U.S. District Court Judge Gary Feinerman of the Northern District of Illinois, who is sitting by designation, wrote the opinion for a three-judge panel.
Under the U.S. Supreme Court’s 1971 decision in Younger v. Harris, federal courts will normally entertain a civil action in connection with an ongoing state prosecution. Invoking the doctrine stemming from that case, District Court Judge Anthony W. Ishii of the Eastern District of California dismissed the habeas corpus petition filed by Sammy Page, a pre-trial detainee in a Fresno hospital.
Visiting Judge’s Opinion
In an opinion that reverses the dismissal and remands the case, Feinerman said:
“Here, Page alleges that the state is violating his due process right not to be detained pretrial based on a stale and scientifically invalid probable cause determination and that his complete loss of liberty for the time of pretrial detention is ‘irretrievable’ regardless of the outcome at trial. If Page is right, then regardless of the outcome at trial, a post-trial adjudication of his claim will not fully vindicate his right to a current and proper pretrial probable cause determination. His claim therefore ‘fits squarely within the irreparable harm exception’ to Younger….”

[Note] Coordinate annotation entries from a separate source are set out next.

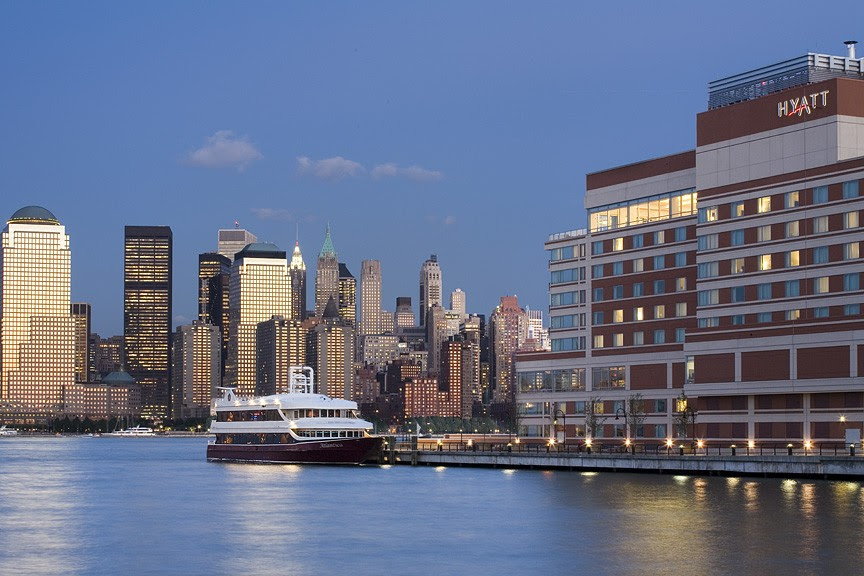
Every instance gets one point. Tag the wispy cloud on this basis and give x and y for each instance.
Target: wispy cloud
(277, 214)
(224, 150)
(413, 172)
(335, 168)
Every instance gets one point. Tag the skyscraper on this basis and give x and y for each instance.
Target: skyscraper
(457, 302)
(260, 289)
(197, 369)
(147, 314)
(232, 240)
(370, 298)
(81, 316)
(37, 329)
(326, 275)
(430, 287)
(347, 295)
(404, 315)
(297, 271)
(214, 278)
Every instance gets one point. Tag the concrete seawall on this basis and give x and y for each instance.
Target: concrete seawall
(839, 467)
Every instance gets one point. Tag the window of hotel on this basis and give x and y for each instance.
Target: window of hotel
(820, 285)
(708, 297)
(820, 194)
(820, 224)
(820, 255)
(706, 242)
(707, 214)
(707, 270)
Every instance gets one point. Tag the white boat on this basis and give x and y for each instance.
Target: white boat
(135, 431)
(299, 426)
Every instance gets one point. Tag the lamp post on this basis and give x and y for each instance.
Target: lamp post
(555, 425)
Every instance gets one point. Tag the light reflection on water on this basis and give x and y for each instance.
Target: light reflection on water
(155, 506)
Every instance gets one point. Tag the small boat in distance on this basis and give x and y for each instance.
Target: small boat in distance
(296, 427)
(134, 432)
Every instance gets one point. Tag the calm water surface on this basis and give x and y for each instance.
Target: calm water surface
(155, 506)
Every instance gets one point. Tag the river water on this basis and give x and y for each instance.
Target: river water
(156, 506)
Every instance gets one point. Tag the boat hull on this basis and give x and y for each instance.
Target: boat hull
(341, 451)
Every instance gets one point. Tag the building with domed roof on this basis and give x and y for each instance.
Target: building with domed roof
(36, 325)
(260, 288)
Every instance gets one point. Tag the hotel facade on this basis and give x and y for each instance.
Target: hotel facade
(734, 318)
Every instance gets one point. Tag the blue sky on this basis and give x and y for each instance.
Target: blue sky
(454, 128)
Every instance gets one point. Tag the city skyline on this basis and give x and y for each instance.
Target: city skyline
(284, 116)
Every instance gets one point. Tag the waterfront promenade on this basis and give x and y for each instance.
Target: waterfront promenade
(780, 461)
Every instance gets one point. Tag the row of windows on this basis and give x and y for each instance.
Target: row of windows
(737, 209)
(638, 289)
(638, 338)
(787, 315)
(790, 259)
(790, 289)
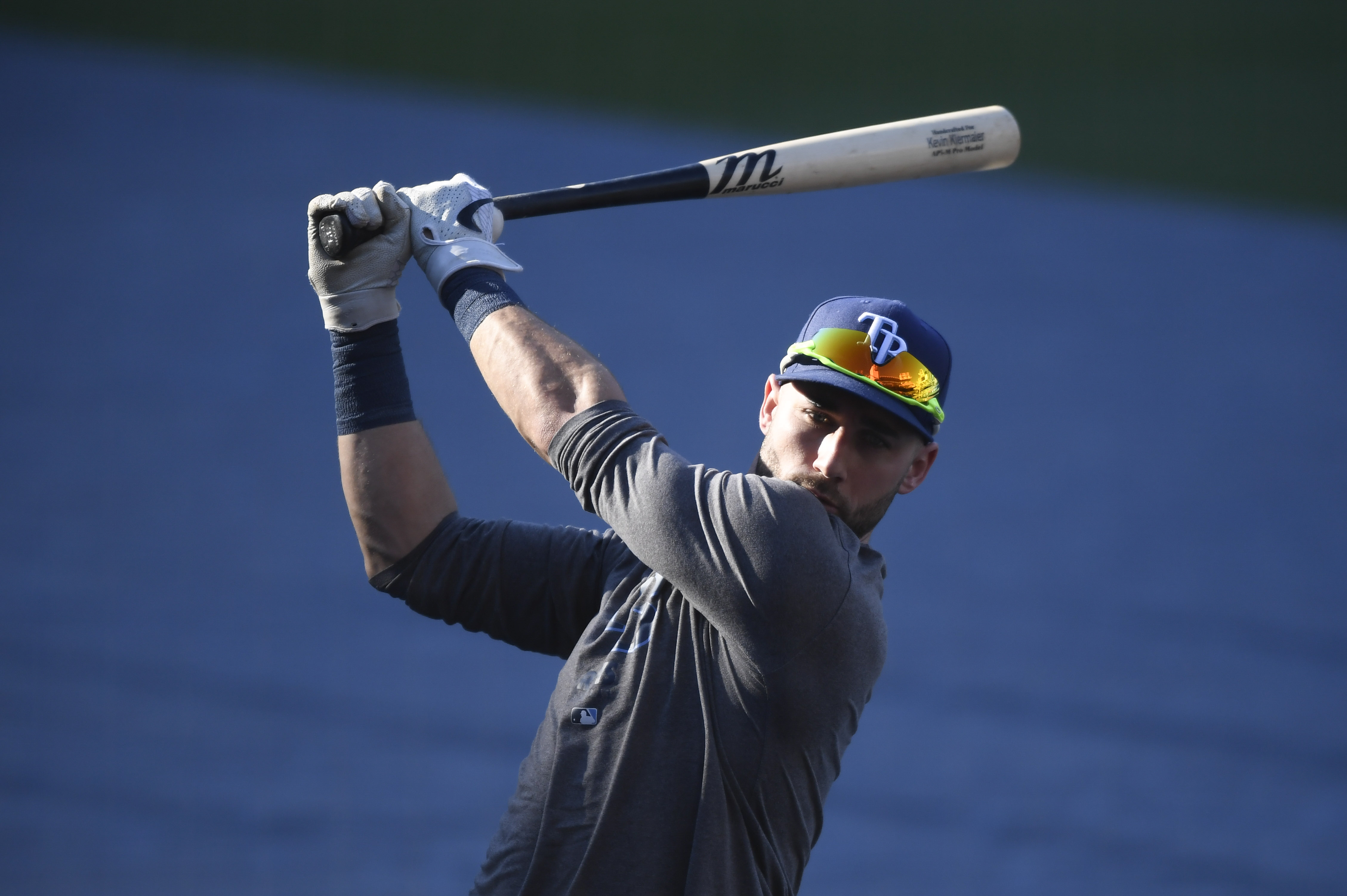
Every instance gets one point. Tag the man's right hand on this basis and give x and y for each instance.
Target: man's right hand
(359, 290)
(442, 244)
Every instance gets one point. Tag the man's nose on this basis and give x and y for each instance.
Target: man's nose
(829, 461)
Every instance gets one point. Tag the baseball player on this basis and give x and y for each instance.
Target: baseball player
(721, 639)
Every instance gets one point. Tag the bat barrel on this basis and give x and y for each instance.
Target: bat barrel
(951, 143)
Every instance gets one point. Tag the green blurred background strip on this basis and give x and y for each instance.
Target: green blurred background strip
(1236, 99)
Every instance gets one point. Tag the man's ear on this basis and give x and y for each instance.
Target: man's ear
(771, 398)
(921, 467)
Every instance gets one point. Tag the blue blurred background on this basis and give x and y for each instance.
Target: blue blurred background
(1117, 626)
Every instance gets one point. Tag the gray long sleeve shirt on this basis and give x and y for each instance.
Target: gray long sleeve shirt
(721, 642)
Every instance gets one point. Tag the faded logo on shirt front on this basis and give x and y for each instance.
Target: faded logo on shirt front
(634, 628)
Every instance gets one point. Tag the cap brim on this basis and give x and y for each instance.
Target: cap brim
(828, 377)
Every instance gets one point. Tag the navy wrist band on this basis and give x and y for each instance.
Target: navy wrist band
(475, 293)
(371, 380)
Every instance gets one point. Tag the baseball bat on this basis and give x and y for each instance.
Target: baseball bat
(972, 141)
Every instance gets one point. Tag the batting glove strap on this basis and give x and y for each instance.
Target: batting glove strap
(360, 310)
(456, 255)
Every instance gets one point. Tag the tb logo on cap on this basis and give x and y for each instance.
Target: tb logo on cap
(885, 343)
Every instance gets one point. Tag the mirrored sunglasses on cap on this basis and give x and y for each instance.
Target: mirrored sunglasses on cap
(849, 352)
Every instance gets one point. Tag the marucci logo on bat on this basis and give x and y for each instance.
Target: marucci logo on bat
(766, 181)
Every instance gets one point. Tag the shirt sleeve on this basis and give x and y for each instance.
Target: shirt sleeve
(759, 557)
(529, 585)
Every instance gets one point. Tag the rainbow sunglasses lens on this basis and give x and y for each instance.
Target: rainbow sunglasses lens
(849, 352)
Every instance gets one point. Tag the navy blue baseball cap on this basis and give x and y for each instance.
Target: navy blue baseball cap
(876, 349)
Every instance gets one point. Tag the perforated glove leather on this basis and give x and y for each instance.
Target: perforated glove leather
(441, 244)
(359, 290)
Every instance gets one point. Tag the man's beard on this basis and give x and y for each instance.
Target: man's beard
(859, 519)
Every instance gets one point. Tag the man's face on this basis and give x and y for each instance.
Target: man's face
(853, 456)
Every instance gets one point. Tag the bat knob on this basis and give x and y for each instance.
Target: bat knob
(339, 238)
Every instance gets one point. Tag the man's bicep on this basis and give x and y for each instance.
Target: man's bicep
(529, 585)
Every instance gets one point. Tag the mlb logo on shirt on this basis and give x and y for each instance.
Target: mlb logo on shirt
(584, 716)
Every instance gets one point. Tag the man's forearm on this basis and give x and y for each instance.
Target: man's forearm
(541, 377)
(395, 488)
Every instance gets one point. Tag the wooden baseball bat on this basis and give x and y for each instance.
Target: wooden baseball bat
(972, 141)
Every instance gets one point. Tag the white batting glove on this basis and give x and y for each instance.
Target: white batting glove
(359, 290)
(441, 244)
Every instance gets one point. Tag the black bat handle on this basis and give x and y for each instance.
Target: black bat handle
(686, 182)
(339, 238)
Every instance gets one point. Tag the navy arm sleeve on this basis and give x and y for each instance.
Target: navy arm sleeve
(534, 587)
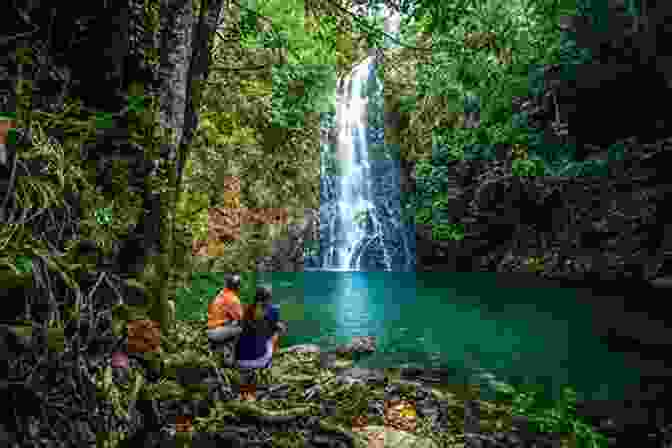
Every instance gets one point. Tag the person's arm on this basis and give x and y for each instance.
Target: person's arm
(276, 342)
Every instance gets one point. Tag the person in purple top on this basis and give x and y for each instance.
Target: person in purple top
(258, 340)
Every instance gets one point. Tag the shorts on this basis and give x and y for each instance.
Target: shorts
(254, 375)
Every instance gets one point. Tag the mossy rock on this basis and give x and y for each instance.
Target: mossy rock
(11, 280)
(384, 437)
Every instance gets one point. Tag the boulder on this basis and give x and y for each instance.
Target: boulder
(302, 348)
(383, 437)
(144, 335)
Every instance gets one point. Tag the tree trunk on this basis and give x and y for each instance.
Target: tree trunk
(185, 51)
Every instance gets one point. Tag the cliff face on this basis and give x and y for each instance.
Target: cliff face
(604, 227)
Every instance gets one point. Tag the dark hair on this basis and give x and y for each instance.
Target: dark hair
(233, 282)
(262, 327)
(264, 293)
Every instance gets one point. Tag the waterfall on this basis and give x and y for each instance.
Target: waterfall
(360, 210)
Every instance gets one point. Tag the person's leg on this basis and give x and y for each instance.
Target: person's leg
(248, 383)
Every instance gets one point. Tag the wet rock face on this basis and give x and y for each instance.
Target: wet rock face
(287, 254)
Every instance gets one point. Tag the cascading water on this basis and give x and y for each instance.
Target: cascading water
(361, 225)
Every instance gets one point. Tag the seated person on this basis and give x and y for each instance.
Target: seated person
(224, 315)
(258, 341)
(226, 306)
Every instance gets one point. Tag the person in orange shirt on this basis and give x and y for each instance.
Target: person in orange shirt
(226, 307)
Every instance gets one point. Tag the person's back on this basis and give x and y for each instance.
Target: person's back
(224, 315)
(256, 344)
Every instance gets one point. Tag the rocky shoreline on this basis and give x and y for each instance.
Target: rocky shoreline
(305, 403)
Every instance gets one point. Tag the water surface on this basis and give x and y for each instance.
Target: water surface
(471, 323)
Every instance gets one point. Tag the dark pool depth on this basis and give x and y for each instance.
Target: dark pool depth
(468, 323)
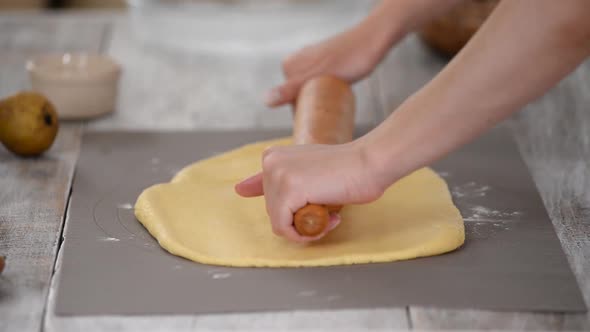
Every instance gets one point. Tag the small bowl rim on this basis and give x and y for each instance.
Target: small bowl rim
(112, 72)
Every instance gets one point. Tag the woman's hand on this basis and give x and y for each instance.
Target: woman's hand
(293, 176)
(350, 56)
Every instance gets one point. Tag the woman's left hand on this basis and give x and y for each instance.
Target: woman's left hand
(293, 176)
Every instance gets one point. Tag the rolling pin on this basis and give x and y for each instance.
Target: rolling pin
(324, 114)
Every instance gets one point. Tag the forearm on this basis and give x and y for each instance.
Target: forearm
(391, 20)
(525, 48)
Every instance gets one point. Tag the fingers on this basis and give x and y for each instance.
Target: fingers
(285, 93)
(250, 187)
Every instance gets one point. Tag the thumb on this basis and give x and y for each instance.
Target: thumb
(250, 187)
(284, 93)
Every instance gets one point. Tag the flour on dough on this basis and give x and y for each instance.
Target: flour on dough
(199, 216)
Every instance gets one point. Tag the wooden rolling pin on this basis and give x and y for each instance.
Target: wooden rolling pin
(324, 114)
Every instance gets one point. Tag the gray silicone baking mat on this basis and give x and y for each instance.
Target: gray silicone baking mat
(512, 258)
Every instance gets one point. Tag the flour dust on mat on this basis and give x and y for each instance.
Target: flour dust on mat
(199, 216)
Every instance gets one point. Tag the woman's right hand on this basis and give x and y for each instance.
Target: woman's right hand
(348, 56)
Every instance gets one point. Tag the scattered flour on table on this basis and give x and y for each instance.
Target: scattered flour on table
(470, 189)
(218, 275)
(482, 213)
(108, 239)
(125, 206)
(307, 293)
(479, 214)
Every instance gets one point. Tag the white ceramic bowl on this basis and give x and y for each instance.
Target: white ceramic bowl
(79, 85)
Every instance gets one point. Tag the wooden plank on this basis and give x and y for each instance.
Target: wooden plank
(553, 135)
(34, 191)
(168, 90)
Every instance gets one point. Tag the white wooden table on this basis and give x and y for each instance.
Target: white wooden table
(163, 90)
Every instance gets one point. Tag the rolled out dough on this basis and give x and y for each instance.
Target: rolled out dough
(199, 216)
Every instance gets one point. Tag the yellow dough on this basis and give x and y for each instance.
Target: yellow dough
(199, 216)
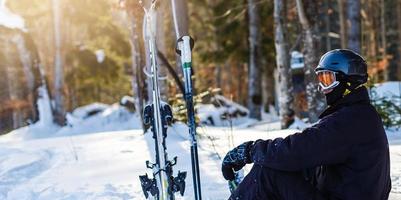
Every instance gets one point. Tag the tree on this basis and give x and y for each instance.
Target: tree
(137, 78)
(283, 64)
(343, 23)
(255, 57)
(354, 25)
(58, 66)
(308, 20)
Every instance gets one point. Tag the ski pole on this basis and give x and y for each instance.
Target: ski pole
(184, 48)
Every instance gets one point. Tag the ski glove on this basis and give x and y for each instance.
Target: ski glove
(236, 159)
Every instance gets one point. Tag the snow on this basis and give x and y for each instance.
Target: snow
(222, 112)
(9, 19)
(100, 55)
(102, 151)
(297, 60)
(387, 89)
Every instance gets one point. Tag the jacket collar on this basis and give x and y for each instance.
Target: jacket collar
(358, 96)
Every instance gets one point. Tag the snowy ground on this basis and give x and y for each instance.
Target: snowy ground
(106, 165)
(101, 155)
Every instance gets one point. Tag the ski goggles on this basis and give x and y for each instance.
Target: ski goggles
(327, 79)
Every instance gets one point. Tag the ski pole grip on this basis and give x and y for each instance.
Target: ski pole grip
(184, 42)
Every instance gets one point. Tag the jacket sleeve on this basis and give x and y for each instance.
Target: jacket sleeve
(324, 143)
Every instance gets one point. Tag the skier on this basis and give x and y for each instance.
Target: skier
(345, 155)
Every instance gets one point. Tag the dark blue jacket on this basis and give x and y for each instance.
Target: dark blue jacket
(347, 148)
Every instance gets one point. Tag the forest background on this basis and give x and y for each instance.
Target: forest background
(85, 51)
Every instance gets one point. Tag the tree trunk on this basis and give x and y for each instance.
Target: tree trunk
(161, 46)
(307, 17)
(136, 79)
(399, 37)
(343, 23)
(283, 65)
(255, 67)
(181, 25)
(58, 65)
(327, 24)
(354, 25)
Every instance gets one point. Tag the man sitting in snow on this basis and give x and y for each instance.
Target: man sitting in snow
(344, 156)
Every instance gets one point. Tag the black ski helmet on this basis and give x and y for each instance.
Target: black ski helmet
(347, 63)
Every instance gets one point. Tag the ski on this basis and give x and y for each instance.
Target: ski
(158, 116)
(184, 48)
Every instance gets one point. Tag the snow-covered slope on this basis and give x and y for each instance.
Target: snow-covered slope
(101, 155)
(9, 19)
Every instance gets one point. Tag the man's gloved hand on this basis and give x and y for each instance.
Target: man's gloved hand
(236, 159)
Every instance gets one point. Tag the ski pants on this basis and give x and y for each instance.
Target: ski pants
(269, 184)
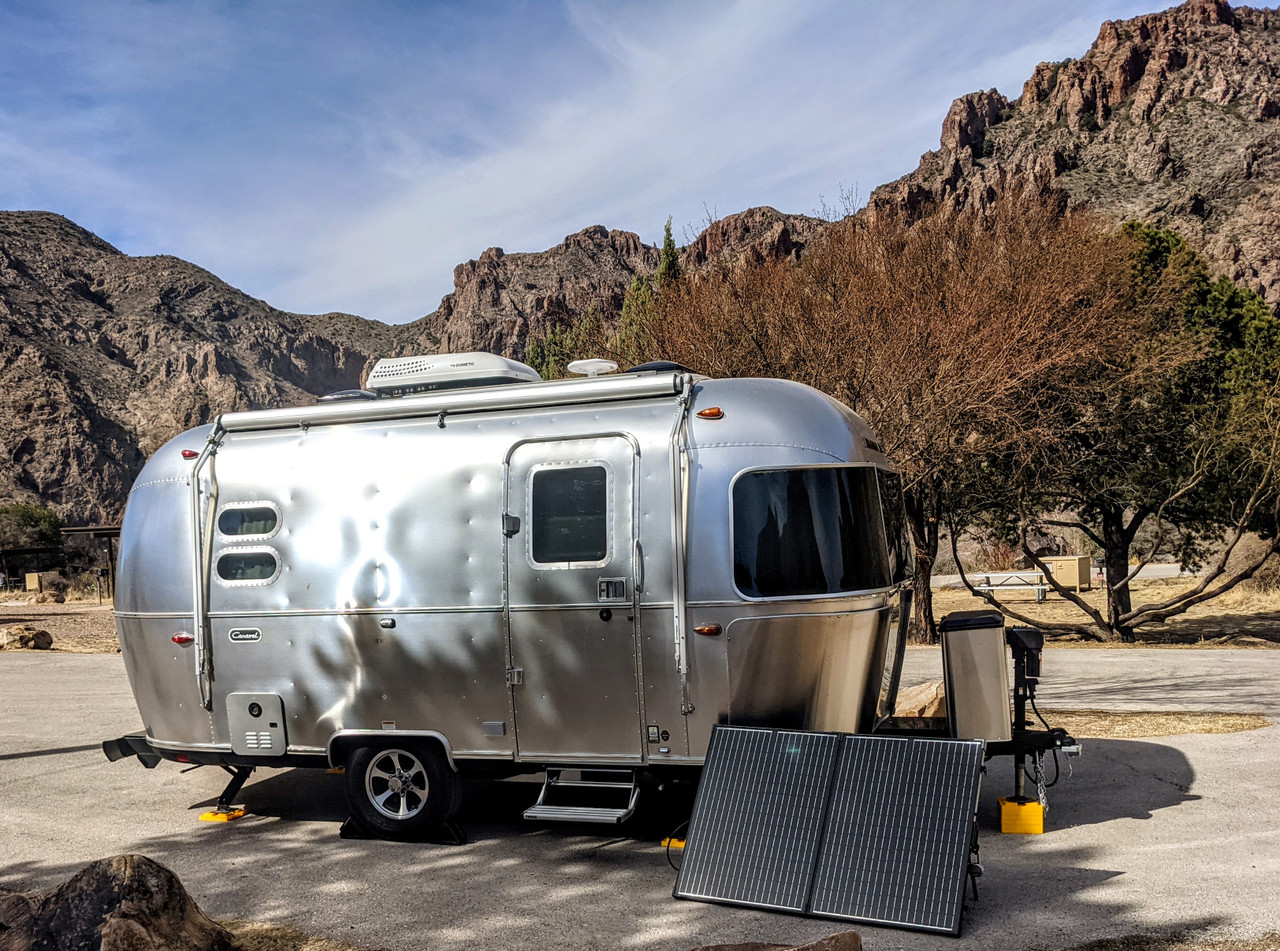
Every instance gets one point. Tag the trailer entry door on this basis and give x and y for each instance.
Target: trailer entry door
(572, 617)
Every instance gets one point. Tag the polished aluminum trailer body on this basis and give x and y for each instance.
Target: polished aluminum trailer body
(375, 568)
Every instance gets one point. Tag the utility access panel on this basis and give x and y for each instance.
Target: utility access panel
(858, 828)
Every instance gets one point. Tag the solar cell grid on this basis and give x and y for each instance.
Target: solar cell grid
(758, 840)
(897, 839)
(851, 827)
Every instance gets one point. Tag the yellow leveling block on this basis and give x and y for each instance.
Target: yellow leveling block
(1022, 818)
(231, 814)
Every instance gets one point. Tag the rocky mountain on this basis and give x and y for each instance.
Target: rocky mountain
(1173, 118)
(499, 298)
(104, 357)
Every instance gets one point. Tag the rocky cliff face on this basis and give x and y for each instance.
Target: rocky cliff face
(499, 298)
(104, 357)
(1173, 118)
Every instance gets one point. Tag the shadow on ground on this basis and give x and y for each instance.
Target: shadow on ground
(524, 885)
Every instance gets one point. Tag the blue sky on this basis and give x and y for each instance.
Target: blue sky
(346, 156)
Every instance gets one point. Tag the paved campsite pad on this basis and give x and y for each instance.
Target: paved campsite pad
(1150, 835)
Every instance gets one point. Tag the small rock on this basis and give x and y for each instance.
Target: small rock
(922, 700)
(36, 640)
(123, 904)
(26, 636)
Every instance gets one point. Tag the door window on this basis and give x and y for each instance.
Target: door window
(570, 516)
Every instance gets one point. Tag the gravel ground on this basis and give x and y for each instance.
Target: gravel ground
(78, 627)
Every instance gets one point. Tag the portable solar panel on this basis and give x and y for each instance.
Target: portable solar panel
(758, 840)
(862, 828)
(899, 832)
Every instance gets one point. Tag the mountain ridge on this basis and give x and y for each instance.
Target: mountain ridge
(1170, 117)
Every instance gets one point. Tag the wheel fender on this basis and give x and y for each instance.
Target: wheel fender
(343, 743)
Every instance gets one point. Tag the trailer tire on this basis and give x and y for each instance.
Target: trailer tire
(402, 790)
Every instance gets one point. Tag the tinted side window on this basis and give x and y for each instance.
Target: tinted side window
(246, 566)
(248, 520)
(901, 554)
(808, 531)
(570, 515)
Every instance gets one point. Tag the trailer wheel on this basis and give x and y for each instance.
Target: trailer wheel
(401, 791)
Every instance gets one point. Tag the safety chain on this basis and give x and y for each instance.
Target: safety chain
(1040, 782)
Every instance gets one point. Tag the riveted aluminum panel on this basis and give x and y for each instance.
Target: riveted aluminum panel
(163, 679)
(580, 693)
(442, 672)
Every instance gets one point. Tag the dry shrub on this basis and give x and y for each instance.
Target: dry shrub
(995, 554)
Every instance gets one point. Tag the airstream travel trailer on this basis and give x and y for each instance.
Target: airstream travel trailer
(466, 568)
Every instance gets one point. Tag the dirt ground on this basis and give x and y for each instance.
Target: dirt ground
(78, 627)
(1242, 617)
(251, 936)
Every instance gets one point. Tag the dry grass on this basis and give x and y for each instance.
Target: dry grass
(257, 936)
(1110, 725)
(1242, 617)
(78, 627)
(1182, 942)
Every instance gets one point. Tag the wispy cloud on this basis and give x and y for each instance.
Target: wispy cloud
(329, 156)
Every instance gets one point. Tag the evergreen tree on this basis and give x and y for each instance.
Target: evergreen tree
(668, 265)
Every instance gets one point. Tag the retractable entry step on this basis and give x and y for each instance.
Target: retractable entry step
(606, 796)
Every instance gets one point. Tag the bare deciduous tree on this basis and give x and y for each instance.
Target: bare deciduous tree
(946, 335)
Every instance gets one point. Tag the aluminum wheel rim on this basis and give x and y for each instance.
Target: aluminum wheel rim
(396, 783)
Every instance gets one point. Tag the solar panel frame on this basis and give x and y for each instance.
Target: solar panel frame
(899, 832)
(768, 860)
(835, 826)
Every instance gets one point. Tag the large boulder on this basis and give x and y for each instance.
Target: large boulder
(123, 904)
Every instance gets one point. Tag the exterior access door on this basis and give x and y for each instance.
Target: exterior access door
(572, 617)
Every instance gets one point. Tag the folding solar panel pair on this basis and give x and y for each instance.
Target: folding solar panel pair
(860, 828)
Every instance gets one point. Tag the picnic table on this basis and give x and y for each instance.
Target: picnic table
(1006, 580)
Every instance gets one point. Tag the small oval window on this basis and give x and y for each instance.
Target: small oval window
(246, 566)
(256, 520)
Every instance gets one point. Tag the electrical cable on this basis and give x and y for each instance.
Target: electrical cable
(1057, 767)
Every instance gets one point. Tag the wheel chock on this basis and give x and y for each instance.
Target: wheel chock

Page alleged in his petition a due-process violation. Feinerman noted the U.S. Supreme Court’s said in its 2017 decision in Manuel v. City of Joliet that “[i]f the complaint is that a form of legal process resulted in pretrial detention unsupported by probable cause, then the right allegedly infringed lies in the Fourth Amendment,” not the Due Process Clause.
He suggested that Page might need to amend his petition to allege a violation under the Fourth Amendment.
Between 1971 to 1987, Page committed three vicious rapes; he was civilly committed in 2004 as a sexually violent predator (“SVP”) for two years; in 2006, a petition was filed seeking a recommitment as a SVP; a trial has not taken place.
His lawyer, Andrea Renee St. Julian, told the panel at oral argument in San Francisco on Feb. 8:
“This very month is the 13th anniversary of the filing of the commitment petition against Sammy Page. For the past 13 years, he’s been placed in a state hospital without there ever having been a trial committing him, and even to this day, there is still no trial scheduled.”
The detention was based on psychiatrists diagnosing Page with paraphilia based on an affinity for nonconsensual sex. St. Julian insisted this is a “non-existent mental health disorder.”
She told the judge that Page “is going to be 68” and that after the age of 60, there is “no more danger.”